= Victor Debeney =

French Army general

Marie Cyrille Victor Debeney (26 April 1891 – 1 March 1956) was a French Army general. He was the head of the secretariat of Philippe Pétain from August 1944 to April 1945.

== Biography ==
Born in Bourg-en-Bresse (Ain), Victor Debeney was the son of General Marie-Eugène Debeney (1856–1943). Voluntarily enlisting in the French Army in 1910, he was made a corporal the following year, then was admitted to Saint-Cyr, graduating as sub-lieutenant in July 1913 and assigned to the 25e bataillon de chasseurs. He was seriously wounded during the First World War on 23 September 1914, when he lost an arm.

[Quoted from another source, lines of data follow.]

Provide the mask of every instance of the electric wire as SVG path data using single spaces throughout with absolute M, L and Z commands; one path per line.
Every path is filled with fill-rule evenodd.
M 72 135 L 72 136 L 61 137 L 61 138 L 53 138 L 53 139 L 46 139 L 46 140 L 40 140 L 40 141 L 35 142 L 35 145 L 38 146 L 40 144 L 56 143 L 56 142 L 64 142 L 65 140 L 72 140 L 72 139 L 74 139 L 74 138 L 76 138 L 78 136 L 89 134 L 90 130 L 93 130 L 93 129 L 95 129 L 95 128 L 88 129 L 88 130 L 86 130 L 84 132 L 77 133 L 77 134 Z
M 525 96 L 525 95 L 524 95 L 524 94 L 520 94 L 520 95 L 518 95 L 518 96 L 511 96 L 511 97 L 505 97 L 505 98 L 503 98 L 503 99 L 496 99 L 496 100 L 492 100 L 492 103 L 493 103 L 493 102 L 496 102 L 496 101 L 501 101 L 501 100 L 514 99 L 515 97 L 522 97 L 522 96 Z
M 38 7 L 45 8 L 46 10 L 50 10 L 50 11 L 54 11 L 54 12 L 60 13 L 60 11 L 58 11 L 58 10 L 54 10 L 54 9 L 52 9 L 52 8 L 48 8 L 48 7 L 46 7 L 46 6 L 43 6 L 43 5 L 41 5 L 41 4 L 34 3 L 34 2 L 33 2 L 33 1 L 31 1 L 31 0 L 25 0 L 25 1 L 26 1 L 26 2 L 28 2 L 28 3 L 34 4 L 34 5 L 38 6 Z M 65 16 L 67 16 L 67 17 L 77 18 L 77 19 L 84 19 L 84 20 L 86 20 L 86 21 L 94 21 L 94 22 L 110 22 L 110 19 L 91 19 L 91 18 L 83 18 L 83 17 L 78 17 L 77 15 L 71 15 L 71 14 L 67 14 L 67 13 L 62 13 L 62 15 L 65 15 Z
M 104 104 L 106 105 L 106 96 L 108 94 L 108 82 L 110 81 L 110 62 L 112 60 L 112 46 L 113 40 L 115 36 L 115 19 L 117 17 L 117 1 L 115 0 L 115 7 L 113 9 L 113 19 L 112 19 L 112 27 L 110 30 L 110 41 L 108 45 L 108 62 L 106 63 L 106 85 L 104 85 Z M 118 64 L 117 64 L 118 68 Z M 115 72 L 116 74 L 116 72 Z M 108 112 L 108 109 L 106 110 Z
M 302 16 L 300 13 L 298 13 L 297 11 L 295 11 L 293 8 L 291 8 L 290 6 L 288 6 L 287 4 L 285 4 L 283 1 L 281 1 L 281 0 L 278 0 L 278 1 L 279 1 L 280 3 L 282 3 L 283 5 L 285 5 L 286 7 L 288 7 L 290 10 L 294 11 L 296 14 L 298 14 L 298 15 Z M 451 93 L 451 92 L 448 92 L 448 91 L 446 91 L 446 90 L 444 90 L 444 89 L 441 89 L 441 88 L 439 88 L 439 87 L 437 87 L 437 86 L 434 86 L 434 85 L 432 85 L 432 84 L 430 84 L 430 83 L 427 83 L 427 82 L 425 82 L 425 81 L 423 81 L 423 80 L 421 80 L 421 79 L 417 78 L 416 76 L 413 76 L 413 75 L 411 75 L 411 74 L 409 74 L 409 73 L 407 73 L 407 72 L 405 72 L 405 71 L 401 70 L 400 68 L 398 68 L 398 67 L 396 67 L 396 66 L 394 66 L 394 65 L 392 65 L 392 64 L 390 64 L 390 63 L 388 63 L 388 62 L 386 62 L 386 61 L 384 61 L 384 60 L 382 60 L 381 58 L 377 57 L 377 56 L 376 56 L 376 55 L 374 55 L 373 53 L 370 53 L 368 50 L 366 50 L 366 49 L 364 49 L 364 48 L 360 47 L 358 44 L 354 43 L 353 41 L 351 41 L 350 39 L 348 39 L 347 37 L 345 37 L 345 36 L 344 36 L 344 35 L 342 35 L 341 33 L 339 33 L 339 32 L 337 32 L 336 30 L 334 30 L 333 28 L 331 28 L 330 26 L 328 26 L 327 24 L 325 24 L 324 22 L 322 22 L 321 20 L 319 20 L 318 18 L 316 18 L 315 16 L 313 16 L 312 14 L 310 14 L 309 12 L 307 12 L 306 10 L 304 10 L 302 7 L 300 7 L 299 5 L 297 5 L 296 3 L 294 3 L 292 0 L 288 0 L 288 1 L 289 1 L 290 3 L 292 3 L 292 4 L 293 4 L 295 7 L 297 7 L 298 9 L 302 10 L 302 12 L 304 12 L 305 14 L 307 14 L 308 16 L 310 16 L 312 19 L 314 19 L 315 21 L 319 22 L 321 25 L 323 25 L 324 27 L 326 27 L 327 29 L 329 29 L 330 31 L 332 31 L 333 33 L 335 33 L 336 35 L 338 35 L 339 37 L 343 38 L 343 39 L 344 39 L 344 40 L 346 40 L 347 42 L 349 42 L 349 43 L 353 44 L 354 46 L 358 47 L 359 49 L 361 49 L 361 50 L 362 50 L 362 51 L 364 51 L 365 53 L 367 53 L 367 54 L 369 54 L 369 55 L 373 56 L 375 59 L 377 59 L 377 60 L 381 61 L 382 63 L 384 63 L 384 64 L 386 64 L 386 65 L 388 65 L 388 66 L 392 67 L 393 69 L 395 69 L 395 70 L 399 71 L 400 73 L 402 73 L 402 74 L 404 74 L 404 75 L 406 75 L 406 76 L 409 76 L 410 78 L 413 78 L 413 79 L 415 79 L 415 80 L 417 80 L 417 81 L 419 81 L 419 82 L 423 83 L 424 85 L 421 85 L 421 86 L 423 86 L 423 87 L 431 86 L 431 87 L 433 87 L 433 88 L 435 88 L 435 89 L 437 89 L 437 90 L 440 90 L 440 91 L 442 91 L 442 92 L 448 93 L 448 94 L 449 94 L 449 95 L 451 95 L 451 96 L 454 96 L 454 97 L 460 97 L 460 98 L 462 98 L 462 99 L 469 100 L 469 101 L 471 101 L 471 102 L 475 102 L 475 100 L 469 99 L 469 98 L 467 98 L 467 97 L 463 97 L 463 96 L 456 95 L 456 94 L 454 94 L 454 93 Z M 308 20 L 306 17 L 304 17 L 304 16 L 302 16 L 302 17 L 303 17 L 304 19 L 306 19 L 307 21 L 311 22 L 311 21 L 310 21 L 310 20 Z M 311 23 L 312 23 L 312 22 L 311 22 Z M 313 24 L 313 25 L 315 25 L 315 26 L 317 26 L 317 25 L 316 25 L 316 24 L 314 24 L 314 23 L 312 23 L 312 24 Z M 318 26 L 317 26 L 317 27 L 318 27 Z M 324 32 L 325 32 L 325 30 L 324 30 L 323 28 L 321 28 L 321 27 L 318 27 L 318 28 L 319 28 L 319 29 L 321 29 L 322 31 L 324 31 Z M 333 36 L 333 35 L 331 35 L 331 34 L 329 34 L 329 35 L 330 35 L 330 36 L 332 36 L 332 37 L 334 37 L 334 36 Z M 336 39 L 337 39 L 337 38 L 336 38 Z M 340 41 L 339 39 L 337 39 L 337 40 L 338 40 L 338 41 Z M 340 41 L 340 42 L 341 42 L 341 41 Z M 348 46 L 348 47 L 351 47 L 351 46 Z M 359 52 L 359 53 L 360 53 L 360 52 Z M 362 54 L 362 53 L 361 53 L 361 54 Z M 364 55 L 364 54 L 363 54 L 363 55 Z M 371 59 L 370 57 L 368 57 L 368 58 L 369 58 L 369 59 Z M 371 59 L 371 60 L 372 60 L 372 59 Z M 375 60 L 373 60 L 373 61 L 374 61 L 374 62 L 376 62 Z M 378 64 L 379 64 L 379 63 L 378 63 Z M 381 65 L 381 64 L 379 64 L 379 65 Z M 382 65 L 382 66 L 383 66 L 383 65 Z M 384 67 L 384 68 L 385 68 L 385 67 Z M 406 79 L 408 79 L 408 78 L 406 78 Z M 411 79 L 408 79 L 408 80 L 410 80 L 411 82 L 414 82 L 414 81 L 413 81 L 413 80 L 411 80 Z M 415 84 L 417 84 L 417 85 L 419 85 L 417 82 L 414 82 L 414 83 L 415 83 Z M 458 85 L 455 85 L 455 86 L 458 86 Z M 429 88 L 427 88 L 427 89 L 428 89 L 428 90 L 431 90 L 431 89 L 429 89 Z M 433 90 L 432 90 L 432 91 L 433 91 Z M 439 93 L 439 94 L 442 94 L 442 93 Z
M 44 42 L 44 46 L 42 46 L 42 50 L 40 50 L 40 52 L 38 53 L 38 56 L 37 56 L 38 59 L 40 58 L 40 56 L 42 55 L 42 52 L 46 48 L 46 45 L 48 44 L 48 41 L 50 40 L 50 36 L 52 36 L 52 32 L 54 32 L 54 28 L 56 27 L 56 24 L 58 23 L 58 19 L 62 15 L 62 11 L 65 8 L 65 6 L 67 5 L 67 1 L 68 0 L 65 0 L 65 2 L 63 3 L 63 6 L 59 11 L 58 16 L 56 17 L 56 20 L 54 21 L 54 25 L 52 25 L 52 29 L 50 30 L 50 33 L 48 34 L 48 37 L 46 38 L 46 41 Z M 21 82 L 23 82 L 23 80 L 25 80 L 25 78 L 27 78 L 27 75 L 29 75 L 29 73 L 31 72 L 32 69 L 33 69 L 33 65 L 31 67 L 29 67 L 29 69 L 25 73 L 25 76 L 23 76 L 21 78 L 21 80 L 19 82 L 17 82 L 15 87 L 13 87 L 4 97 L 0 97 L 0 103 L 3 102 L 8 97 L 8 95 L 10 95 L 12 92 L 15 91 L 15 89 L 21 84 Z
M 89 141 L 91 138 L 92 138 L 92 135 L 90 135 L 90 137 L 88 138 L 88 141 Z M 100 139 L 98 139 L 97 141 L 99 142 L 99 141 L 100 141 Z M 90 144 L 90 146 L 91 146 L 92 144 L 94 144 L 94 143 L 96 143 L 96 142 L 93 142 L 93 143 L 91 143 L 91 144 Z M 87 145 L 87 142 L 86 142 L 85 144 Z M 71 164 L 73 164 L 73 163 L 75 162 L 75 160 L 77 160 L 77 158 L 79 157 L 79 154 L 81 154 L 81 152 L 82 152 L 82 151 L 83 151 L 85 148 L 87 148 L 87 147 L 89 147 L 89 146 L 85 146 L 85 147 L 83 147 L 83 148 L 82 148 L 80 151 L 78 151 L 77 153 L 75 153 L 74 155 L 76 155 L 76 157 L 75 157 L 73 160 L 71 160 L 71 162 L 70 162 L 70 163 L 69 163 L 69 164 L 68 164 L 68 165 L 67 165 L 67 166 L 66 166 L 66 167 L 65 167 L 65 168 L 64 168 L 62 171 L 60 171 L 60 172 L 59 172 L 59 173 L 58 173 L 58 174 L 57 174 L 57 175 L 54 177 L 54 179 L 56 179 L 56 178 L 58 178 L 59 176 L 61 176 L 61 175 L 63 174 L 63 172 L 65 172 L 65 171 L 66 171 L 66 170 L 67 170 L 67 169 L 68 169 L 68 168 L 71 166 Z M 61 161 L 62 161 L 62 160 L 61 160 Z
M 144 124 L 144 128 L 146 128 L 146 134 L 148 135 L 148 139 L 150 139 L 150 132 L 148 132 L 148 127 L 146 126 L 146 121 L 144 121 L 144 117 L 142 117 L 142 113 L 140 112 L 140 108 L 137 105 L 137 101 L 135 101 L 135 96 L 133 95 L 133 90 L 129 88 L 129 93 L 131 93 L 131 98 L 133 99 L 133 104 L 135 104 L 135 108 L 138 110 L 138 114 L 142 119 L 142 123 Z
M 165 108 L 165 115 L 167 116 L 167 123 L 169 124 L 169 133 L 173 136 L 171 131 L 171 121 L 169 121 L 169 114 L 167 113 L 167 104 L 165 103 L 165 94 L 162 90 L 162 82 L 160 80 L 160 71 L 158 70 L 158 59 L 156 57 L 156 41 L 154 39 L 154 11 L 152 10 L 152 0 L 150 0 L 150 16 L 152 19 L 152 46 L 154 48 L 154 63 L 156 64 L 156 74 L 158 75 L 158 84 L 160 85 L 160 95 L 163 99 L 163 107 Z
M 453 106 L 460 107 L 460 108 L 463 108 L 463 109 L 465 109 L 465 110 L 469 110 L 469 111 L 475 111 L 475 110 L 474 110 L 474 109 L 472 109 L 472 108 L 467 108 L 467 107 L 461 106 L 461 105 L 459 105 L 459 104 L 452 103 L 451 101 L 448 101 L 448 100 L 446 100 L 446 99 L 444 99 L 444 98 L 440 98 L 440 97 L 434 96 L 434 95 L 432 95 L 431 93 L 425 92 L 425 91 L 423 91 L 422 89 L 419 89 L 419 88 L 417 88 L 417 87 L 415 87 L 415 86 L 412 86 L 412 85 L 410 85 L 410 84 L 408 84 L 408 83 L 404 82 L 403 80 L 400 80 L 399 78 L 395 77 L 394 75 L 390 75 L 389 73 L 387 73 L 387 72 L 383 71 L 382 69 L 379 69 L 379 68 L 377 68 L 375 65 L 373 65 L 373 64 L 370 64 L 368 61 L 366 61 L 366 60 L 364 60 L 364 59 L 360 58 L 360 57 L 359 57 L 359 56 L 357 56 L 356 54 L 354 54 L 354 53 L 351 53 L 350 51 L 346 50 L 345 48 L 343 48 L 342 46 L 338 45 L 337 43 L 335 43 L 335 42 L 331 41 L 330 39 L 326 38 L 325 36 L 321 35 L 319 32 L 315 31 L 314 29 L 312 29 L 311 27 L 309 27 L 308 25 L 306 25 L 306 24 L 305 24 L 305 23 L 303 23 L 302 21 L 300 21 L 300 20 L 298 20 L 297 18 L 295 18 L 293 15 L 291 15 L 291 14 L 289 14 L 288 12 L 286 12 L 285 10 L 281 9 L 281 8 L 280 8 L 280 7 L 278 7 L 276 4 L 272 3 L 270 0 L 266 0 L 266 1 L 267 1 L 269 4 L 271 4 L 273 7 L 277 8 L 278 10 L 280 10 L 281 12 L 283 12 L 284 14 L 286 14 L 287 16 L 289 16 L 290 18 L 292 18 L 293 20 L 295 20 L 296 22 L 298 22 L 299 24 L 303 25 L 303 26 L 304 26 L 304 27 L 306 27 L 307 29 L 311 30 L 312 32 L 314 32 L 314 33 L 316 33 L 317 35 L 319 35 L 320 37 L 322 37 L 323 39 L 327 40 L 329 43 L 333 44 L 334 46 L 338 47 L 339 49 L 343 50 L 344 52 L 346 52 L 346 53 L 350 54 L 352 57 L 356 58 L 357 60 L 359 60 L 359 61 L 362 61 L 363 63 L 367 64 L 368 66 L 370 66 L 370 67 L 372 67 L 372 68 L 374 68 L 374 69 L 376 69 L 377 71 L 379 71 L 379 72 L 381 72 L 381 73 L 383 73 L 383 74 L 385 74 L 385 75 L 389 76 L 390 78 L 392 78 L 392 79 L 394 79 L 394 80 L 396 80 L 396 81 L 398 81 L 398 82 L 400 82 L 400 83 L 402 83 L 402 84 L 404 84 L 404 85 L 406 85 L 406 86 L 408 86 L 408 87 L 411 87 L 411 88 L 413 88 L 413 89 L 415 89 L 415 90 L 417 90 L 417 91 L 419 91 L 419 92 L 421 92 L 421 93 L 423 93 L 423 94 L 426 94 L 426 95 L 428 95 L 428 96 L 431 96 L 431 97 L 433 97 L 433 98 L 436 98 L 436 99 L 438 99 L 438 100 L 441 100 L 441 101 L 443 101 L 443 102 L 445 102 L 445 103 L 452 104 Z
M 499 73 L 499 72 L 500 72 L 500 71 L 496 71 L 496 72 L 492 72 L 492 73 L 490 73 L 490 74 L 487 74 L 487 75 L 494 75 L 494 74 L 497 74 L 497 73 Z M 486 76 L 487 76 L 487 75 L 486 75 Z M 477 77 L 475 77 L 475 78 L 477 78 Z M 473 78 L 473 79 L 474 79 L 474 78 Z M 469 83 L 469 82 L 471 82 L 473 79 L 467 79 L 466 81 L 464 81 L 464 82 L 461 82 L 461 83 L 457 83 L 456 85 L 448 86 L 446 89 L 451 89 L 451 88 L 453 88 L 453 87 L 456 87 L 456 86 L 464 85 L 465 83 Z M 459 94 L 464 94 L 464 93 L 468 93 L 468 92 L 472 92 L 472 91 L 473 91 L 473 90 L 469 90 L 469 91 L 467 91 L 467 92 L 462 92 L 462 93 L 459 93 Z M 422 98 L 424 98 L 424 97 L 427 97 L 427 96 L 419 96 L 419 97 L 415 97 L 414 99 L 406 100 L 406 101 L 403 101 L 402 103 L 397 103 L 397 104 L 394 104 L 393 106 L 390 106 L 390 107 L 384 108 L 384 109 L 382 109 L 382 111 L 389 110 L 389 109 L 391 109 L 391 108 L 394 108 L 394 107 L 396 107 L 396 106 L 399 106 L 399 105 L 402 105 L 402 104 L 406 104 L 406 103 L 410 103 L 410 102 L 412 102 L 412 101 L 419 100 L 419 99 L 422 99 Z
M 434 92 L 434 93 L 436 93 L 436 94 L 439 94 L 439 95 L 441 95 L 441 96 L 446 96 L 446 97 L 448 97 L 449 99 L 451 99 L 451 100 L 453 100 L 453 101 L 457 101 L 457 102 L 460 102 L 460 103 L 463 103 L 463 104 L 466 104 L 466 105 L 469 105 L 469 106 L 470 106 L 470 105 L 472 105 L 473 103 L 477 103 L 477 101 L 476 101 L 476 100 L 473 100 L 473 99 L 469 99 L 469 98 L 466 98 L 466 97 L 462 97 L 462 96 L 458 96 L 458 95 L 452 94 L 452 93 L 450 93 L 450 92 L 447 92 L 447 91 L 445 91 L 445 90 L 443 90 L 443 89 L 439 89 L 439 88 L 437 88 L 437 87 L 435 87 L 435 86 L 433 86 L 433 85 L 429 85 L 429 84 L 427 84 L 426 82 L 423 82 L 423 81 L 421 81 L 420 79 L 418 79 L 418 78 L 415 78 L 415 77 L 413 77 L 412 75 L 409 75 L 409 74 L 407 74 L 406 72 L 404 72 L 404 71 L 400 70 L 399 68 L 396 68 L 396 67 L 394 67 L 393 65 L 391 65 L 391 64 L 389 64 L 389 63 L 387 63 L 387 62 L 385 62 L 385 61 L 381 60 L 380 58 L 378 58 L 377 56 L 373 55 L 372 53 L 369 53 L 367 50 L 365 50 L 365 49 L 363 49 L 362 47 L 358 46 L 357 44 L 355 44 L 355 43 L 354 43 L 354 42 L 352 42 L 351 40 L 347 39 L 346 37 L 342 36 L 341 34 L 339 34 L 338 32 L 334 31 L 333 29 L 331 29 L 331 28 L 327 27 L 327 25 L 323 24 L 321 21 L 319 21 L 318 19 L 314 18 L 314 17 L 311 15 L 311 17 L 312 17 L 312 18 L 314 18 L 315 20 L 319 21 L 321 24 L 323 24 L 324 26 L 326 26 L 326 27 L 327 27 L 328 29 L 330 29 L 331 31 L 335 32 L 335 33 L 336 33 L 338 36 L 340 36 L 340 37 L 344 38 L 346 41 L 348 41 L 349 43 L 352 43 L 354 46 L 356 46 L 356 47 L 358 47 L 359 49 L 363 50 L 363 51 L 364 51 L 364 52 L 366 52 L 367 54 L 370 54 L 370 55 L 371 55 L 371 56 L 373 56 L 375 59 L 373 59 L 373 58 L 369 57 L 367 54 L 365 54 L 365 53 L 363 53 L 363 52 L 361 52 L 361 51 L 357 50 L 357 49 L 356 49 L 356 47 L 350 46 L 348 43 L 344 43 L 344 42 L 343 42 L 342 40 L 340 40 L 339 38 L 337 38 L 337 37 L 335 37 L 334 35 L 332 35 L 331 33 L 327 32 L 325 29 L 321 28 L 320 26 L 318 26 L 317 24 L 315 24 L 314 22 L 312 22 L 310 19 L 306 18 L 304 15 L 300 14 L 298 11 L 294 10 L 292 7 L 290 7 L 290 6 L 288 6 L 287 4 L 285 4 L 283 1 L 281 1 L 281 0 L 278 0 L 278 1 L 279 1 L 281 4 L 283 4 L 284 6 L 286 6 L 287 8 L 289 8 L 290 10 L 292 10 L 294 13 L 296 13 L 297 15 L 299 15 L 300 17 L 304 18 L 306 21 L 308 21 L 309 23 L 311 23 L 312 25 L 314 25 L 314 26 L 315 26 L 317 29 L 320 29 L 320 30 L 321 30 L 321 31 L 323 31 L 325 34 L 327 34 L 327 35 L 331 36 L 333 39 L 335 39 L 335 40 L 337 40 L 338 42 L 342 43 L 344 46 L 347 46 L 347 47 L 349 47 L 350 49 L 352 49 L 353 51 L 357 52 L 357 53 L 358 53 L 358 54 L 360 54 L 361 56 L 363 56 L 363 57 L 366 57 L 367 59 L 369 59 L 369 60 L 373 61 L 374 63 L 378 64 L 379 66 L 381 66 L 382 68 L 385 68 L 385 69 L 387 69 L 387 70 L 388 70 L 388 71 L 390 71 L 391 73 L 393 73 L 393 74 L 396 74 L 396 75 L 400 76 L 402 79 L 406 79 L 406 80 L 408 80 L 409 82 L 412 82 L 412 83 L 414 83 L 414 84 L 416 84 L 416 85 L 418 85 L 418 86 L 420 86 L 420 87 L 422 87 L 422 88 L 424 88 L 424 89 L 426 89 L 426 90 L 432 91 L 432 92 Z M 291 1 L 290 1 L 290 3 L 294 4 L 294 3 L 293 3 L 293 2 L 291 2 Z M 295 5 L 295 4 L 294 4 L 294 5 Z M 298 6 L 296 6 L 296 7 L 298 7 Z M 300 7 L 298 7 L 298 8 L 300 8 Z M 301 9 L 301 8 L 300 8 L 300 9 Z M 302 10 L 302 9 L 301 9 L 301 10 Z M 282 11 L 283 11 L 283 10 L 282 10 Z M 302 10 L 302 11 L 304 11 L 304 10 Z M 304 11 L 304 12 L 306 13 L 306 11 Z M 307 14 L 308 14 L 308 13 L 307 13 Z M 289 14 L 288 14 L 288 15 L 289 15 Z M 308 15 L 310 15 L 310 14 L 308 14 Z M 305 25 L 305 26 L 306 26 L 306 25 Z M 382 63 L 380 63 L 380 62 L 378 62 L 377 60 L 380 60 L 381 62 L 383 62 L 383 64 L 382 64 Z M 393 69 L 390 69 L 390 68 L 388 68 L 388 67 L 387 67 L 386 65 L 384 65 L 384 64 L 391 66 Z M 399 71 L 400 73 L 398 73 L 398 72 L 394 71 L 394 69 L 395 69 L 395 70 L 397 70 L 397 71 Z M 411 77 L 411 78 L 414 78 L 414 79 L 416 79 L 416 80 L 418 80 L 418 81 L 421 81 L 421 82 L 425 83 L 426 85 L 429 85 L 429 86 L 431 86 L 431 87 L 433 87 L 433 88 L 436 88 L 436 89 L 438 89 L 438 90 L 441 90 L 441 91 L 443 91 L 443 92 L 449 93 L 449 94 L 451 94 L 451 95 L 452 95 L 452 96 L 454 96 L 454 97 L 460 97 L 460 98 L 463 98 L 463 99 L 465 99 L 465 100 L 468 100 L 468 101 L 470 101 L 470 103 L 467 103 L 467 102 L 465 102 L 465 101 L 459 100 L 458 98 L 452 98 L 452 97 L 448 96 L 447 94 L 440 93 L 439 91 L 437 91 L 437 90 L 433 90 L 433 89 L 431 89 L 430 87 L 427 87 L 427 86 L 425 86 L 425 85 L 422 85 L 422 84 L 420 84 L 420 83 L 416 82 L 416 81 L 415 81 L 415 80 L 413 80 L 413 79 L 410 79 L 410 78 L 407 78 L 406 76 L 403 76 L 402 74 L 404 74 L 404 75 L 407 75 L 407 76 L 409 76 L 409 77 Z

At the beginning of the Second World War, he was, with the rank of colonel, commander of the 129e régiment d'infanterie. Promoted to général de brigade, he took command on 1 June 1940 of the la 238e division d'infanterie légère which had been constituted within the 6e armée de réserve and stationed near Arc-en-Barrois. The unit was dissolved at the end of June 1940.

He was director of the Services de l'armistice, from 16 April 1943 to 18 August 1944, within the Vichy government, then head of the general secretariat of Philippe Pétain, succeeding Commander Tracou. He accompanied Pétain a few days later to Sigmaringen in Germany, then returned to France with him on 26 April 1945, and was imprisoned in Fresnes Prison. He was one of the 18 superior officers to testify in defence of Pétain at his trial in August 1945. Indicted for crimes against the State security in front of the High Court of Justice, the case was dismissed because of his Résistance activities. He was stricken from the Army lists on 8 March 1946.

He died at his home on Avenue du Docteur-Brouardel in the 7e arrondissement of Paris in March 1956, aged 64.

== Honours ==
- Commandeur of the Légion d'honneur (31 December 1939).